Rationale: Epiglottitis is a bacterial form of croup. A primary concern is that it can progress to acute respiratory distress. Clinical manifestations suggestive of airway obstruction include tripod positioning (leaning forward while supported by arms, chin thrust out, mouth open), nasal flaring, the use of accessory muscles for breathing, and the presence of stridor. Option 4 is an incorrect position. Options 1 and 3 are incorrect because epiglottitis causes tachycardia and a high fever.

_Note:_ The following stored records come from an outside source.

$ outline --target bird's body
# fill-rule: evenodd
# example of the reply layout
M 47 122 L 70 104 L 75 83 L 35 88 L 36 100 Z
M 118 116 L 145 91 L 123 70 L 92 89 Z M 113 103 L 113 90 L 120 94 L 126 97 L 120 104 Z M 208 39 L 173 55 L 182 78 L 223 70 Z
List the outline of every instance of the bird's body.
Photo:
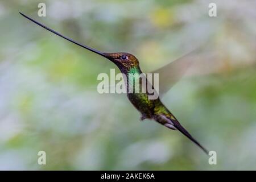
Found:
M 65 37 L 54 30 L 46 27 L 27 16 L 22 13 L 20 14 L 23 16 L 47 30 L 77 45 L 81 46 L 92 52 L 107 58 L 114 63 L 120 69 L 121 72 L 126 76 L 127 79 L 123 80 L 126 82 L 127 97 L 131 104 L 141 113 L 141 120 L 144 119 L 154 119 L 169 129 L 177 130 L 195 143 L 202 148 L 205 152 L 207 154 L 208 153 L 208 151 L 197 142 L 180 125 L 174 115 L 172 115 L 168 109 L 163 104 L 159 97 L 157 97 L 155 99 L 149 98 L 148 96 L 151 94 L 150 93 L 151 92 L 148 92 L 148 87 L 146 85 L 150 84 L 150 86 L 151 86 L 153 89 L 154 87 L 152 86 L 151 83 L 147 81 L 146 78 L 144 78 L 146 80 L 146 86 L 144 85 L 144 84 L 142 84 L 141 77 L 140 77 L 139 76 L 142 75 L 142 72 L 139 67 L 139 61 L 134 56 L 126 52 L 101 52 L 81 44 L 72 39 Z M 129 78 L 129 75 L 134 75 L 132 79 Z M 142 75 L 142 76 L 144 76 Z M 139 93 L 137 93 L 136 92 L 130 92 L 131 90 L 134 90 L 137 89 L 138 89 L 139 90 L 140 88 L 146 90 L 146 92 L 139 92 Z M 155 92 L 156 92 L 156 90 L 155 90 Z

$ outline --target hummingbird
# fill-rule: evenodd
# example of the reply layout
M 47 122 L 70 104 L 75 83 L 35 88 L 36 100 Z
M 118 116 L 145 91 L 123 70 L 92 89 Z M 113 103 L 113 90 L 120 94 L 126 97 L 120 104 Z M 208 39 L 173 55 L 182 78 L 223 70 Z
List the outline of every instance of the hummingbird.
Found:
M 120 70 L 121 73 L 126 75 L 128 77 L 129 74 L 137 74 L 141 75 L 142 72 L 139 67 L 139 62 L 135 56 L 131 53 L 127 52 L 114 52 L 106 53 L 99 51 L 96 49 L 92 48 L 87 46 L 83 45 L 73 39 L 65 36 L 60 33 L 51 29 L 43 24 L 34 20 L 33 19 L 27 16 L 22 13 L 19 13 L 22 16 L 37 24 L 43 28 L 46 28 L 48 31 L 76 44 L 81 46 L 91 52 L 98 54 L 114 63 Z M 129 92 L 129 89 L 134 89 L 142 86 L 142 82 L 138 77 L 134 77 L 131 84 L 131 81 L 126 81 L 126 89 L 127 90 L 127 96 L 133 105 L 141 113 L 141 120 L 143 121 L 145 119 L 154 120 L 163 126 L 174 130 L 178 130 L 183 135 L 187 136 L 194 143 L 201 148 L 203 151 L 208 155 L 208 151 L 199 142 L 197 142 L 189 133 L 184 128 L 177 118 L 170 111 L 170 110 L 162 102 L 159 97 L 156 99 L 150 100 L 148 96 L 151 94 L 148 92 L 146 93 L 131 93 Z M 147 79 L 146 78 L 146 79 Z M 147 81 L 147 84 L 150 84 Z M 154 86 L 150 85 L 154 89 Z M 132 87 L 131 88 L 131 87 Z

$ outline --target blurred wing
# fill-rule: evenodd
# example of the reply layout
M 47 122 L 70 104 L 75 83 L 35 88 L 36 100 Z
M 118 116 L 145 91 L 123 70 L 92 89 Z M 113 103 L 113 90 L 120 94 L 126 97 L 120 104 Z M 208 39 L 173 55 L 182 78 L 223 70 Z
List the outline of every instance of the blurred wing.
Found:
M 159 74 L 159 96 L 163 97 L 181 78 L 196 60 L 199 48 L 151 72 Z M 153 81 L 153 85 L 154 84 Z

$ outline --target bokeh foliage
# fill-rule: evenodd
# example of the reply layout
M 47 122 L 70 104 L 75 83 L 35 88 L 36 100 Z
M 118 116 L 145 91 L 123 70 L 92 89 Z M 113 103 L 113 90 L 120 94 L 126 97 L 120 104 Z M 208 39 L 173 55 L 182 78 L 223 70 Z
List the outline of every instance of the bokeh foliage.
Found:
M 37 16 L 39 2 L 46 17 Z M 1 1 L 0 169 L 256 169 L 255 8 L 238 0 Z M 103 52 L 130 52 L 145 72 L 209 41 L 217 59 L 203 60 L 163 101 L 217 152 L 217 164 L 178 132 L 139 122 L 125 94 L 98 93 L 97 75 L 117 68 L 19 11 Z M 40 150 L 47 165 L 37 163 Z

Test-Taking Strategy: Focus on the subject, manifestations of airway obstruction in a child with epiglottitis. Eliminate option 1 first, because tachycardia rather than bradycardia would occur in a child experiencing respiratory distress. Eliminate option 3 next, knowing that a high fever occurs with epiglottitis. From the remaining options, visualize the descriptions in each, and determine which position would best assist a child experiencing respiratory distress.

500

A client with diabetes mellitus demonstrates acute anxiety when admitted to the hospital for the treatment of hyperglycemia. What is the appropriate intervention to decrease the client’s anxiety?

1. Administer a sedative.

2. Convey empathy, trust, and respect toward the client.

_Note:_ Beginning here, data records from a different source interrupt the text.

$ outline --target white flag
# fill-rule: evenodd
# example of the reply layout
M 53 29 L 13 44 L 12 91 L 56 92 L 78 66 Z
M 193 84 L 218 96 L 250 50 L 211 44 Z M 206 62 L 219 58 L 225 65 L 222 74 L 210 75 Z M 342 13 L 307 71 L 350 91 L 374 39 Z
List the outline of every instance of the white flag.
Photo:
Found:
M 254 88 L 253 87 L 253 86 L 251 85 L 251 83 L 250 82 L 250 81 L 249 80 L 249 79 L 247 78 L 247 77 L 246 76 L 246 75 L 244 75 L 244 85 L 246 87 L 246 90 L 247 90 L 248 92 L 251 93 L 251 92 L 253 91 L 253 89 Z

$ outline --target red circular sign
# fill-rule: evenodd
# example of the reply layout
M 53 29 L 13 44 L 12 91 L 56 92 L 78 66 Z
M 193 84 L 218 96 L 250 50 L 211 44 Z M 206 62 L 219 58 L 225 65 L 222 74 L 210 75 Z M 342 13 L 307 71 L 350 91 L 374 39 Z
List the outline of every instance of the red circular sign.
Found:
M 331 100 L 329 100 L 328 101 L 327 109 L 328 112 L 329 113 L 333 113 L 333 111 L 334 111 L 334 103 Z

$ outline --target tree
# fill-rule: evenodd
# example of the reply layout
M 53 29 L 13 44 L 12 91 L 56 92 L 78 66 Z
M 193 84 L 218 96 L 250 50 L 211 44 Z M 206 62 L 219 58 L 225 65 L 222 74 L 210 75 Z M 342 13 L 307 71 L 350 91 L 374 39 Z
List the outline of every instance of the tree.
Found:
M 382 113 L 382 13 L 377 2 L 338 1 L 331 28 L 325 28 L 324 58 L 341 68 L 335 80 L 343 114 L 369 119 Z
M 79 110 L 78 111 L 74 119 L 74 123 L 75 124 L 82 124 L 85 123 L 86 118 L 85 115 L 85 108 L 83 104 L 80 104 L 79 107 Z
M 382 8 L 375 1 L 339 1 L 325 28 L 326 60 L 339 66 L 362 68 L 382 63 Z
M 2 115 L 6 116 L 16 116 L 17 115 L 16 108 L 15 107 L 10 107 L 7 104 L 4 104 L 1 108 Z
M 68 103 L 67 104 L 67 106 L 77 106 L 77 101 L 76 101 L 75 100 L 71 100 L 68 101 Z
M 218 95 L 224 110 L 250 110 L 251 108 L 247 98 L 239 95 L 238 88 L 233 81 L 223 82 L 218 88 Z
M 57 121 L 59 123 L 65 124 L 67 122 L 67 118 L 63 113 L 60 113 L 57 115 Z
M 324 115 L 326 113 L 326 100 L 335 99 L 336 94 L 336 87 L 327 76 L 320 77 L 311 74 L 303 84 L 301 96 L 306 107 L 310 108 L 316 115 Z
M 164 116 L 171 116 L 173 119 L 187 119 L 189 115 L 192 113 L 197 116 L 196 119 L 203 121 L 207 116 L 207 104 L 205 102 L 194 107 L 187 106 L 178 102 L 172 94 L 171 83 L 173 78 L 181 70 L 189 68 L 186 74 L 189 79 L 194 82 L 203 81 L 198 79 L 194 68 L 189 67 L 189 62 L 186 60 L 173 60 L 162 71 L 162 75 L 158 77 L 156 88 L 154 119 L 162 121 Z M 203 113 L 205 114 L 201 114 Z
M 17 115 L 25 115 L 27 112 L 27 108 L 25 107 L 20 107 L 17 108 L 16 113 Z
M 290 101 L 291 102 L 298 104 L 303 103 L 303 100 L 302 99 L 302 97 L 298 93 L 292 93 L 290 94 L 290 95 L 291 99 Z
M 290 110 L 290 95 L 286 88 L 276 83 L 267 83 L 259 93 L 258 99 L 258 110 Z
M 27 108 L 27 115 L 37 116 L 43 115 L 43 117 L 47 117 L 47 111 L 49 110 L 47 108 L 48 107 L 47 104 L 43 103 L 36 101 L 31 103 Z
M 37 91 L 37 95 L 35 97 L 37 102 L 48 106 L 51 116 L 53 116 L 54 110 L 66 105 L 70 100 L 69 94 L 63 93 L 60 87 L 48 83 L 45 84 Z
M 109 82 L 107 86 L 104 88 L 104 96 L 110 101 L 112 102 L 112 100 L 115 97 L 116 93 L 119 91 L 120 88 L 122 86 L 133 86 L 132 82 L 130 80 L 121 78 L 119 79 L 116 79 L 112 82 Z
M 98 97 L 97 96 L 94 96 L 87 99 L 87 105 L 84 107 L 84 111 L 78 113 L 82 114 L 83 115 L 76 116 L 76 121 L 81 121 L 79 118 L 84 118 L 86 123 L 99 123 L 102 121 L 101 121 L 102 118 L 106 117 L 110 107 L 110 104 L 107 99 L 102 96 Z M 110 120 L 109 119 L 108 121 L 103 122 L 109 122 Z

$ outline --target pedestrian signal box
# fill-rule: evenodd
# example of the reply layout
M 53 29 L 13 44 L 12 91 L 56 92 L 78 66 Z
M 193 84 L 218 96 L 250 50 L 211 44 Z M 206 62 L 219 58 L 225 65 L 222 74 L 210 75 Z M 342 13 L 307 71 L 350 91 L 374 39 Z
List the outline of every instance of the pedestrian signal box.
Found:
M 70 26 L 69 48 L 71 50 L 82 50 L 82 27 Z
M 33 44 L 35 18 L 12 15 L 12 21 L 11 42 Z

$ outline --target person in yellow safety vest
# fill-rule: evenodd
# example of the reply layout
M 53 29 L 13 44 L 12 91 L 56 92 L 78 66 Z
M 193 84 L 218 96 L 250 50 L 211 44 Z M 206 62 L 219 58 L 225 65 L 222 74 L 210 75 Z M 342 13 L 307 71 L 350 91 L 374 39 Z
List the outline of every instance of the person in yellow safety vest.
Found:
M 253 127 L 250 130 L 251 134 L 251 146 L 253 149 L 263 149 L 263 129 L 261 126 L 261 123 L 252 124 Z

3. Ignore the signs and symptoms of anxiety, anticipating that they will soon disappear.

4. Make sure that the client is familiar with the correct medical terms to promote understanding of what is happening.

Answer: 2

Rationale: Anxiety is a subjective feeling of apprehension, uneasiness, or dread. The appropriate intervention is to address the client’s feelings related to the anxiety. Administering a sedative is not the most appropriate intervention and does not address the source of the client’s anxiety. The nurse should not ignore the client’s anxious feelings. Anxiety needs to be managed before meaningful client education can occur.

Test-Taking Strategy: Use therapeutic communication techniques to answer the question. Remember that the client’s feelings are the priority. Keeping this in mind will direct you easily to the correct option.

500

The nurse is monitoring a client with hypertension who is taking propranolol. Which assessment finding indicates a potential adverse complication associated with this medication?

1. Report of infrequent insomnia

2. Development of expiratory wheezes

3. A baseline blood pressure of 150/80 mm Hg followed by a blood pressure of 138/72 mm Hg after two doses of the medication

4. A baseline resting heart rate of 88 beats per minute followed by a resting heart rate of 72 beats per minute after two doses of the medication

Answer: 2

Rationale: Audible expiratory wheezes may indicate a serious adverse reaction, bronchospasm. Beta blockers may induce this reaction, particularly in clients with chronic obstructive pulmonary disease or asthma. Normal decreases in blood pressure and heart rate are expected. Insomnia is a frequent mild side effect and need to be monitored.

Test-Taking Strategy: Focus on the subject, a potential adverse complication. Eliminate options indicating a decrease in blood pressure and a decrease in heart rate first, because these are expected effects from the medication. Next, focusing on the subject will direct you to the correct option.

500

The nurse is monitoring a 3-month-old infant for signs of increased intracranial pressure. On palpation of the fontanels, the nurse notes that the anterior fontanel is soft and flat. On the basis of this finding, which nursing action is most appropriate?

1. Increase oral fluids.

2. Document the finding.

3. Notify the pediatrician.

4. Elevate the head of the bed to 90 degrees.

Answer: 2

Rationale: The anterior fontanel is diamond-shaped and located on the top of the head. The fontanel should be soft and flat in a normal infant, and it normally closes by 12 to 18 months of age. The nurse would document the finding because it is normal. There is no useful reason to increase oral fluids, notify the pediatrician, or elevate the head of the bed to 90 degrees.

Test-Taking Strategy: Note the strategic words, most appropriate, and the words soft and flat. This should provide you with the clue that this is a normal finding. A bulging or tense fontanel may result from crying or increased intracranial pressure.